Graph Neural Networks (GNNs) have been predominant for graph learning tasks; however, recent studies showed that a well-known graph algorithm, Label Propagation (LP), combined with a shallow neural network can achieve comparable performance to GNNs in semi-supervised node classification on graphs with high homophily. In this paper, we show that this approach falls short on graphs with low homophily, where nodes often connect to the nodes of the opposite classes. To overcome this, we carefully design a combination of a base predictor with LP algorithm that enjoys a closed-form solution as well as convergence guarantees. Our algorithm first learns the class compatibility matrix and then aggregates label predictions using LP algorithm weighted by class compatibilities. On a wide variety of benchmarks, we show that our approach achieves the leading performance on graphs with various levels of homophily. Meanwhile, it has orders of magnitude fewer parameters and requires less execution time.

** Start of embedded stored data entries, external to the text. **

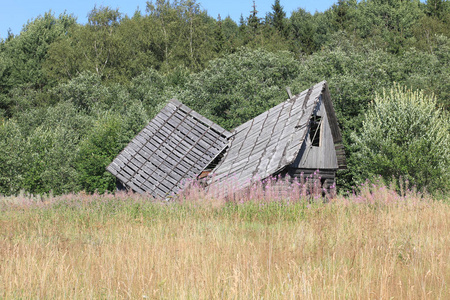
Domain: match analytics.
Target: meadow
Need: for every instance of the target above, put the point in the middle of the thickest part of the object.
(375, 244)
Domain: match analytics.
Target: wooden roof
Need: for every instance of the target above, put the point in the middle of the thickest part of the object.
(176, 145)
(266, 144)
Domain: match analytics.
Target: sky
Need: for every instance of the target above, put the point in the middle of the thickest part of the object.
(16, 13)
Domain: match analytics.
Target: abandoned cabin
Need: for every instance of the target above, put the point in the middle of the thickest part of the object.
(295, 138)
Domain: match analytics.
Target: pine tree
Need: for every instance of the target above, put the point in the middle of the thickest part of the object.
(277, 16)
(253, 20)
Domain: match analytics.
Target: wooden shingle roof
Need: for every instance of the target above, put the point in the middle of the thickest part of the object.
(176, 145)
(266, 144)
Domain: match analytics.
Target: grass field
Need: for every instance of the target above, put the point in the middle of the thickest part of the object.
(374, 245)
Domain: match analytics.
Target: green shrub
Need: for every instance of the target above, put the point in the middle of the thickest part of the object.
(404, 134)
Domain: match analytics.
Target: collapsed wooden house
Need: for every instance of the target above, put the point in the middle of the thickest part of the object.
(296, 137)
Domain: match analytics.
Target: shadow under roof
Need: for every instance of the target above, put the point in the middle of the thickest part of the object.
(266, 144)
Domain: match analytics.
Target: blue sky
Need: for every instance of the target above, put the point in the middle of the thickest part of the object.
(15, 13)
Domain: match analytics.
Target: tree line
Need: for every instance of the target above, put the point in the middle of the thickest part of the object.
(73, 95)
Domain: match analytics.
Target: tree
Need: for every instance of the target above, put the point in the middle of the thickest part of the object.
(253, 20)
(240, 86)
(404, 134)
(277, 17)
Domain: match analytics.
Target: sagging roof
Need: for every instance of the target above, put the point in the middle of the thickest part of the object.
(177, 144)
(268, 143)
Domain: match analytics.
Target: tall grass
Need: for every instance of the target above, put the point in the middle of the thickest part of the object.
(374, 244)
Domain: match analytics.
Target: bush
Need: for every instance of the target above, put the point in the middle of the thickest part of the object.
(404, 134)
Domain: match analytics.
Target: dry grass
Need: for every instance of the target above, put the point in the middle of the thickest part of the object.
(81, 247)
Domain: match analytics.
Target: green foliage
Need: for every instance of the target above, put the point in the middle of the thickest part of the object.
(235, 89)
(22, 56)
(405, 135)
(72, 96)
(108, 136)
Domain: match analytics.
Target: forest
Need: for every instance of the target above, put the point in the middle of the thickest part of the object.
(73, 95)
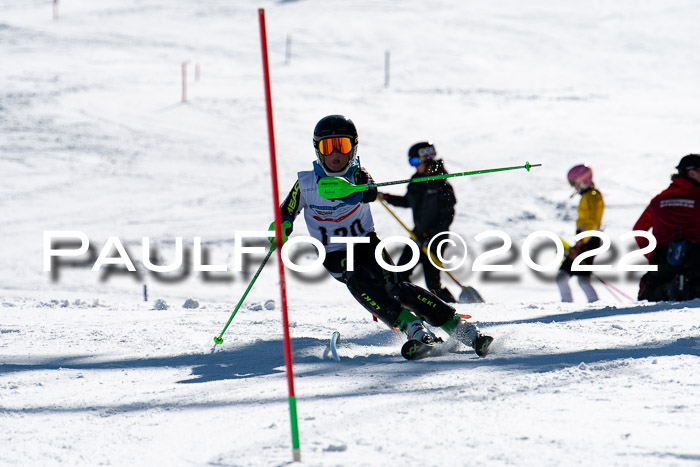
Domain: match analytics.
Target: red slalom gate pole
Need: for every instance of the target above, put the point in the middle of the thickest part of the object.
(296, 450)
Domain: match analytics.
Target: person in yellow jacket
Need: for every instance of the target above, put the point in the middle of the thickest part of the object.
(590, 215)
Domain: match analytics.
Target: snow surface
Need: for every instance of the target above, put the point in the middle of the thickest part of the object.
(94, 137)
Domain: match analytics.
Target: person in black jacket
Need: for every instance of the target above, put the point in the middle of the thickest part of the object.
(433, 204)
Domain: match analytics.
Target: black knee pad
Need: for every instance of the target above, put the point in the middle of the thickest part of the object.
(375, 299)
(424, 304)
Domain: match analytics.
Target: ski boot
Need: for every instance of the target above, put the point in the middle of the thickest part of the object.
(468, 334)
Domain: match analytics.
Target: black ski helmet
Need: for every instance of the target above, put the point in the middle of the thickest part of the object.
(420, 152)
(335, 125)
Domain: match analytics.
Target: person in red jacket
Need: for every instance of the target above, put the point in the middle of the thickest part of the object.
(674, 217)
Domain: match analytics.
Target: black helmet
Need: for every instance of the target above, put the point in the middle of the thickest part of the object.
(334, 126)
(421, 152)
(689, 162)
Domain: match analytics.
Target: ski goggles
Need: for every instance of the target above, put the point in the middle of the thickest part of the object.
(342, 144)
(423, 155)
(416, 161)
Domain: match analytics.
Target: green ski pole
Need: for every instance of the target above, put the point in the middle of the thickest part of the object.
(338, 187)
(218, 339)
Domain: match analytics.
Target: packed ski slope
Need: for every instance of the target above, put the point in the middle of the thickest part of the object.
(94, 138)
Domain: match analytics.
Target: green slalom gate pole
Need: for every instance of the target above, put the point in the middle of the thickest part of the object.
(288, 360)
(338, 187)
(219, 339)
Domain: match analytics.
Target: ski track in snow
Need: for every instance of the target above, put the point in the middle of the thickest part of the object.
(93, 137)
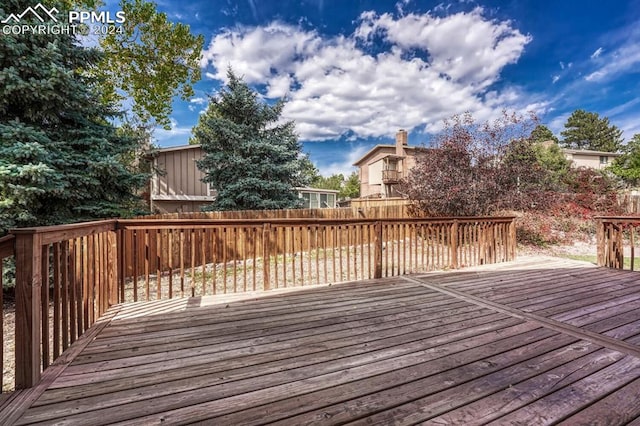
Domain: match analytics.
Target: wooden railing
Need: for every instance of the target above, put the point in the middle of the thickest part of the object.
(6, 253)
(182, 257)
(68, 276)
(616, 239)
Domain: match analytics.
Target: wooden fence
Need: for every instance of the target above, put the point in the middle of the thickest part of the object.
(68, 276)
(616, 240)
(356, 211)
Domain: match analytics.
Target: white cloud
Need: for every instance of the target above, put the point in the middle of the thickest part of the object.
(597, 53)
(344, 167)
(621, 60)
(336, 85)
(170, 137)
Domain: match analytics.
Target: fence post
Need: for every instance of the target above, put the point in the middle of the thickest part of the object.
(377, 250)
(28, 308)
(512, 238)
(266, 255)
(453, 244)
(600, 241)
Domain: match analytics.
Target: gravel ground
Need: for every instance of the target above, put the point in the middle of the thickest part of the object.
(314, 271)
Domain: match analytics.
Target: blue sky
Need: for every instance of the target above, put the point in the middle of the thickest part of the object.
(357, 71)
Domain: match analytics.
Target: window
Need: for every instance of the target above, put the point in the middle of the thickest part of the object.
(331, 200)
(314, 201)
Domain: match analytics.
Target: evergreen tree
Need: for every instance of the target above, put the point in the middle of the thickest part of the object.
(543, 134)
(251, 159)
(627, 166)
(59, 156)
(586, 130)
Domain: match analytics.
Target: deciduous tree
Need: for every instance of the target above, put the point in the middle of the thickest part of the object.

TMLR Journal 2022 Journal Article

Unsupervised Network Embedding Beyond Homophily

  • Zhiqiang Zhong
  • Guadalupe Gonzalez
  • Daniele Grattarola
  • Jun Pang

Network embedding (NE) approaches have emerged as a predominant technique to represent complex networks and have benefited numerous tasks. However, most NE approaches rely on a homophily assumption to learn embeddings with the guidance of supervisory signals, leaving the unsupervised heterophilous scenario relatively unexplored. This problem becomes especially relevant in fields where a scarcity of labels exists. Here, we formulate the unsupervised NE task as an r-ego network discrimination problem and develop the SELENE framework for learning on networks with homophily and heterophily. Specifically, we design a dual-channel feature embedding pipeline to discriminate r-ego networks using node attributes and structural information separately. We employ heterophily adapted self-supervised learning objective functions to optimise the framework to learn intrinsic node embeddings. We show that SELENE's components improve the quality of node embeddings, facilitating the discrimination of connected heterophilous nodes. Comprehensive empirical evaluations on both synthetic and real-world datasets with varying homophily ratios validate the effectiveness of SELENE in homophilous and heterophilous settings showing an up to 12.52% clustering accuracy gain.